I recently tried the 1 billion row challenge in Elixir. I have a Intel i9 MacBook Pro with 8 hyperthreaded CPUs, so 8 physical cores, 16 logical cores.

My first pass used streams to read in the large file and sent chunks of the file out to GenServers (technically Agents using the Agent.cast function) for processing. When I used File.Stream and Stream.transform, only 8 of my 16 logical cores were being used:

But when I used lower-level prim_file functions to read in the file all 16 cores were being used:


It turns out any streaming function causes this problem. I used Stream.unfold to manufacture lines of data, no file access involved at all, and that also gave the 8-core behavior.

I got the same behavior on a Windows 11 machine with an i7-12700H, running Linux under WSL, 14 physical cores up to 20 with hyperthreading.

Later I tried compressing my large buffers to see if copying less data across process borders would help, so I used the Erlang zlib module, :zlib.gzip and :zlib.gunzip. When I used these functions I also got the 8-core behavior.

So, is this some kind of problem with Elixir or the BEAM, where certain code doesn’t use all logical cores on a machine, or is this expected behavior? If it’s expected, what is the criteria for executing on all logical cores vs. just the physical cores?

From the first image, it looks like the first 8 cores aren’t saturated, so perhaps it’s not moving to the logical cores.

It could be the case that with the different file loading mechanism that the 8 cores are actually saturating the disk iops. Can you try measuring the cpu and disk at the same time? The other possibility is that there is some internal bottleneck in the Stream usage, however, your zlib experiment also seems to indicate that the disk was saturated.

But I also had the 8-core behavior when using Stream.unfold to generate data, no disk involved.

The Stream functions don’t have any role to play in initiating concurrent behaviour themselves so something else at a lower level (either you or the runtime) has that responsibility.

One thing you might check is the output of System.schedulers_online() since some functions (like GenStage) use that value as their default concurrency. But you didn’t mention any of those functions so thats unlikely the issue.

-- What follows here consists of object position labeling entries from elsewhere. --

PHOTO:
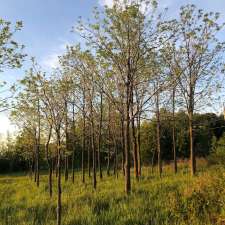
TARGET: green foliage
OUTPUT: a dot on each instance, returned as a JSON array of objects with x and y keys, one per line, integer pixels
[
  {"x": 217, "y": 155},
  {"x": 173, "y": 199}
]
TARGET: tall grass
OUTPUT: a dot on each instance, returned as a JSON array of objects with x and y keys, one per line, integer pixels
[{"x": 172, "y": 199}]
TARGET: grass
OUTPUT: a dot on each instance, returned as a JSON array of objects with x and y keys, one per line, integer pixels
[{"x": 173, "y": 199}]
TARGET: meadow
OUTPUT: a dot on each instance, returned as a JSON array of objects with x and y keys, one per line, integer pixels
[{"x": 172, "y": 199}]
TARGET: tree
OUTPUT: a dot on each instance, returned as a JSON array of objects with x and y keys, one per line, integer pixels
[{"x": 198, "y": 56}]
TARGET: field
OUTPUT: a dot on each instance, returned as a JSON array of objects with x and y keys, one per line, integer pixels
[{"x": 172, "y": 199}]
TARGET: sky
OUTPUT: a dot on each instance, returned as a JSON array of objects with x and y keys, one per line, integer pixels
[{"x": 47, "y": 29}]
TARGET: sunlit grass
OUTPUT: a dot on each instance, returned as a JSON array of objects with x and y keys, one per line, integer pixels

When you say sent chunks of the file out to GenServers - how are these agents being initiated and how are you deciding how many of them to start?

1 Like

You can also try raw files from the Elixir code?

2 Likes

The “long answer” is to have a look at my code here, where brc.ex uses prim_file and brc_stream.ex uses FIle.stream.

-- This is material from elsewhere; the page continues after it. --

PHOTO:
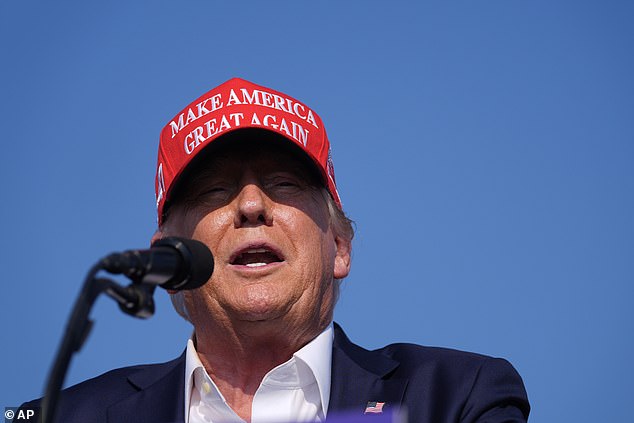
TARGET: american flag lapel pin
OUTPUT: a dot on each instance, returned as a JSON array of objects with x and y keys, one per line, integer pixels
[{"x": 374, "y": 407}]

Short answer, I’m setting up a pool of “:erlang.system_info(:logical_processors)” Agents that I initialize using Agent.start_link with an empty Map, then round-robin through the Agents and send buffers (or lists of lines, in the case of brc_stream) using Agent.cast to process the data.

The use of Agents this way is the same between the prim_file and File.stream approaches to read the file.